Data Science

Automation in Data Science

Data science is often associated with AI and machine learning, but data scientists also perform essential human-focused tasks.

1. Conversation with Clients 

Level of Automation: Impossible 

A key task of a data scientist is direct client communication. This helps eliminate miscommunication and align projects with expectations.

Currently, no machine can fully replicate human conversation or understand a client’s ideas, goals, and preferences.
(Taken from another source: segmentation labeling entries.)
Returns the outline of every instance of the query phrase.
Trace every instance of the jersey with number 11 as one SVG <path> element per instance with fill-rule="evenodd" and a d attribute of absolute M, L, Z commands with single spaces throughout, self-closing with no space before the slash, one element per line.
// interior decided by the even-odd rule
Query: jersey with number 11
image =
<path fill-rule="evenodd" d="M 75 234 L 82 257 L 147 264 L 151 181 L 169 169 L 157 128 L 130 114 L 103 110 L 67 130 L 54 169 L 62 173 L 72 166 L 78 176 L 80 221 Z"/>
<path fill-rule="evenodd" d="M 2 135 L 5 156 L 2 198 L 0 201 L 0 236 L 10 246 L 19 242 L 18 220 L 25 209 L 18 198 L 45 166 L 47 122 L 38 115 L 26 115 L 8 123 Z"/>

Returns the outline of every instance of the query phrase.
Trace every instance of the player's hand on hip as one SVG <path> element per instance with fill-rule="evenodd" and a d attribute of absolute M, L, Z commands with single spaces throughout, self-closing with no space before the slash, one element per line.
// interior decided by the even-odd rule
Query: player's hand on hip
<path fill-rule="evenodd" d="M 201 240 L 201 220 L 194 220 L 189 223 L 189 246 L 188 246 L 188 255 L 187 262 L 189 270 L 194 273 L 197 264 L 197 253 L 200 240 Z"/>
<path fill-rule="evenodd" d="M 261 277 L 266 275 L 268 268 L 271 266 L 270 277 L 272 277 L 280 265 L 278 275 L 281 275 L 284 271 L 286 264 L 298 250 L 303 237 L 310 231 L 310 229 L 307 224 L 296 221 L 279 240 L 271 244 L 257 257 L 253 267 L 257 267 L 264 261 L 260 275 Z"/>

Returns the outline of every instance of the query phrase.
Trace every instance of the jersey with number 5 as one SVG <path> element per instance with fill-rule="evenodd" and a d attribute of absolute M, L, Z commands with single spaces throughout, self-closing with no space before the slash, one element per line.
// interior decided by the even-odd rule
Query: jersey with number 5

2. Data Preparation and Cleaning 

Level of Automation: Partially Automated 

Data preparation and cleaning consumes about 80% of a data scientist’s time. This stage involves: 

  • Joining different types of data 
  • Removing errors 
  • Gaining access to data 

Many repetitive cleaning tasks can be automated using heuristics.  

  • Examine date distributions to check for weekends, holidays, or recurring events 
  • Review manually entered category columns and correct errors 
  • Inspect numerical columns to ensure values are within reasonable ranges and flag anomalies 

Tools for Automating Data Cleaning 

Data scientists can speed up cleaning tasks with tools like:

  • DORA 
  • DataCleaner 
  • Pretty Pandas 
  • Tabulate 
  • Scrubadub 
  • Arrow 
  • Beautifier 
  • FTFY 

3. Data Exploration and Feature Engineering 

Level of Automation: Partially Automated, High Potential 

After cleaning data, data scientists explore it and perform feature engineering. This step has two components: 

  1. Data Exploration: Understanding the data patterns 
  1. Feature Engineering: Applying domain knowledge to create meaningful features 

Many aspects of exploration can be automated using libraries like NumPy and Pandas for analysis and Seaborn, Matplotlib, or Plotly for visualization. 

4. Modeling 

Level of Automation: Fully Automated 

Modeling transforms clean, structured data into actionable results. Modeling includes: 

  • Model construction 
  • Validation 
  • Hyperparameter optimization 

Tools for Automating Modeling 

Popular automated modeling tools include: 

  • Run:AI 
  • AutoKeras 
  • Auto-WEKA 
  • DataRobot Automated Machine Learning 
  • H2O AutoML 
  • MLBox 
  • auto-sklearn 

These tools allow data scientists to quickly train, validate, and optimize models with minimal manual intervention. 

Conclusion 

Automation in data science is increasingly feasible and widely adopted. It helps data scientists reduce errors, clean data more efficiently, and streamline the modeling process.